Show HN: Track your audience growth getting your metrics delivered to your inbox - ngranja19
http://trackmyaudience.xyz
======
ngranja19
Hi everyone. For the last 3 weeks, I’ve been working on the following project.
The thing is that I own several accounts for my projects, some Instagram
accounts, twitters, mail chimp lists, GitHub repositories, etc (you know what
I mean). So it was really hard to keep track of how my audience was growing
(or not) in any of them. I never remind how many followers, or subscriber I
have in each one, and if my audience on them is really growing. Any of the
most known platforms has a historical view neither :( . So I decided to build
my own solution. I create a very simple app, that sends directly to your inbox
a report showing the followers (subscribers, etc) you have in your accounts.
Also, it saves the historical data, so it shows how much your audience has
grown.

I choose for an email report, because I don’t want another app to remember, I
don’t want to have to log in and check metrics in a dashboard. I prefer to
receive a scheduled report that I could check when I read my emails. Easy and
simple.

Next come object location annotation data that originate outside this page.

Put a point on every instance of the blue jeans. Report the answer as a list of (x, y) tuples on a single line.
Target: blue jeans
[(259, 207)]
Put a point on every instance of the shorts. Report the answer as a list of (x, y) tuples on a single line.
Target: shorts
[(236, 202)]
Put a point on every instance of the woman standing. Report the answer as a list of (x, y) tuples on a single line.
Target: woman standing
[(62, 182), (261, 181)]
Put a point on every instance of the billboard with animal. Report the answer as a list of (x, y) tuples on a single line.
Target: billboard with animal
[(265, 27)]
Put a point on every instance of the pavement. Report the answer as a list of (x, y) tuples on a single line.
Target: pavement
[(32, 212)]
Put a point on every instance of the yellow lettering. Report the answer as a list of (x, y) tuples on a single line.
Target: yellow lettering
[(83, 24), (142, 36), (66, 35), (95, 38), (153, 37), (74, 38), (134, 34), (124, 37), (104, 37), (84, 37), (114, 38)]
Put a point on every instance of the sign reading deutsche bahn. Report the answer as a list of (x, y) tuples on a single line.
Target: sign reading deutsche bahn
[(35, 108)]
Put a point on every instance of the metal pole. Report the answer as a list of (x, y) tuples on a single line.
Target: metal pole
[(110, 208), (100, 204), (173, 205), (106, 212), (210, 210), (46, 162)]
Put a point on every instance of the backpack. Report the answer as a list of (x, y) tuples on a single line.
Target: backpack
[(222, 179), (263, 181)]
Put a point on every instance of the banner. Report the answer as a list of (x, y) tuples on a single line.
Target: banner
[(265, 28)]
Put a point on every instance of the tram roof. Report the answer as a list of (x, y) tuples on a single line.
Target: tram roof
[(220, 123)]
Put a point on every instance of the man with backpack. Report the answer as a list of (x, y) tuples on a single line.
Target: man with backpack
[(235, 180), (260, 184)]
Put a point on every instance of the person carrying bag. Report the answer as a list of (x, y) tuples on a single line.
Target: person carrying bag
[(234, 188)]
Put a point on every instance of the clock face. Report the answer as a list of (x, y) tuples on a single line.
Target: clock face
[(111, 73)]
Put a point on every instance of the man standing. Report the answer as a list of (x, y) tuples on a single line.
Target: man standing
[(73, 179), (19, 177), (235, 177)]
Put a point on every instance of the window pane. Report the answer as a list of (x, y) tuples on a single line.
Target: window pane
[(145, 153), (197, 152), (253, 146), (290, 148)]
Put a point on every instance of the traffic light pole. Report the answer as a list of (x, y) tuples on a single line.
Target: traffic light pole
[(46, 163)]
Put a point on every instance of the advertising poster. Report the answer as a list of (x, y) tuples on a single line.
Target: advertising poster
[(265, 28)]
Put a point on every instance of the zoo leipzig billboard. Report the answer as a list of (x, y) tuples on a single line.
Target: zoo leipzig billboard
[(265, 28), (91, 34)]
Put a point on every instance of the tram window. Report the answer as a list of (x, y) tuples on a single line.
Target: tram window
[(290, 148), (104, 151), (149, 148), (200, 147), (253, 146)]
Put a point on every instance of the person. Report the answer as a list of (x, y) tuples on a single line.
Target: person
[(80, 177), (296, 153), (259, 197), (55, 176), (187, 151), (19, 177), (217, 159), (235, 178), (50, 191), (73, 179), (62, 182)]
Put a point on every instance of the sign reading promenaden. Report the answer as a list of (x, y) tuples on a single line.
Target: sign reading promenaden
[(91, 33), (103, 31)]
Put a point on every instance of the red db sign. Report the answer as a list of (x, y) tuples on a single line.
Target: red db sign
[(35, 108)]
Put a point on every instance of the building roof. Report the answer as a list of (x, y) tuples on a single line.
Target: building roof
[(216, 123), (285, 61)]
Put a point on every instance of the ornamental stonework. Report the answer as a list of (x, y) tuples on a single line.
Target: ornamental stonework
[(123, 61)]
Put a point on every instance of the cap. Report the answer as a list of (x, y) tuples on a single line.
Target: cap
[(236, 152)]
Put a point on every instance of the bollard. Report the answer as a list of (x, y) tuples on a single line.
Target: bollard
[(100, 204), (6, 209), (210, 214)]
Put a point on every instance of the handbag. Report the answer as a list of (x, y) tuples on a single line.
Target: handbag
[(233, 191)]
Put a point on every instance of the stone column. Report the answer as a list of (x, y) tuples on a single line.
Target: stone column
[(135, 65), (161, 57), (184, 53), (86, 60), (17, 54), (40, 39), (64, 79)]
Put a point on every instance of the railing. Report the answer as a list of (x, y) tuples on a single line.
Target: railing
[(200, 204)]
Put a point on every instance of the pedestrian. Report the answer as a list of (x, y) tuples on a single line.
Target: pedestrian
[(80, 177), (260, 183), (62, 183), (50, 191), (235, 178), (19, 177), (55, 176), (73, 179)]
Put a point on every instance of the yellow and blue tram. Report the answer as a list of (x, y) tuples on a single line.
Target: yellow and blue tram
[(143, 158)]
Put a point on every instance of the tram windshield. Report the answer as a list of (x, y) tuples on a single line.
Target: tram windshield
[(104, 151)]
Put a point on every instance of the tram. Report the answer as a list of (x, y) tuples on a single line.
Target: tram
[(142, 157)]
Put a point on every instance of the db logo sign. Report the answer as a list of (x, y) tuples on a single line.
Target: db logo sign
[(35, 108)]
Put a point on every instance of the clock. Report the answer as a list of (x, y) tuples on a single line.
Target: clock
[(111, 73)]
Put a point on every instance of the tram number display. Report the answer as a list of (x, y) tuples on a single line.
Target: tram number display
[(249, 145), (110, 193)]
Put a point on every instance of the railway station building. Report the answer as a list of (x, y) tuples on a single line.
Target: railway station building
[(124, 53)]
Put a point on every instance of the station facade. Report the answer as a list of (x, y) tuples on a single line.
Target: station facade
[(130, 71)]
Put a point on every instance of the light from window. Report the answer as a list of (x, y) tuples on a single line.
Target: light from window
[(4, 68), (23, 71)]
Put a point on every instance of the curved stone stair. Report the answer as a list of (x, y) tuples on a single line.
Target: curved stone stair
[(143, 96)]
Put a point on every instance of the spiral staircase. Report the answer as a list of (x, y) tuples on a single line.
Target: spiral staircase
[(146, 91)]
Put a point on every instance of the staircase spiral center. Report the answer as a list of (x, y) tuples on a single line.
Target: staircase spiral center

I tell you, is really exciting to check your emails and see you have
received a new report, willing to see what your audience is growing. As I
really enjoyed the result, I decided to release it to the world. Is FREE, but
I added a premium plan, to see if I can make some money with it haha.

For the tech lovers: I built it with ExpressJS (Node), Vuejs + Bulma, Mysql DB
and Nodemailer. I would love to answer any technical questions if you have
any.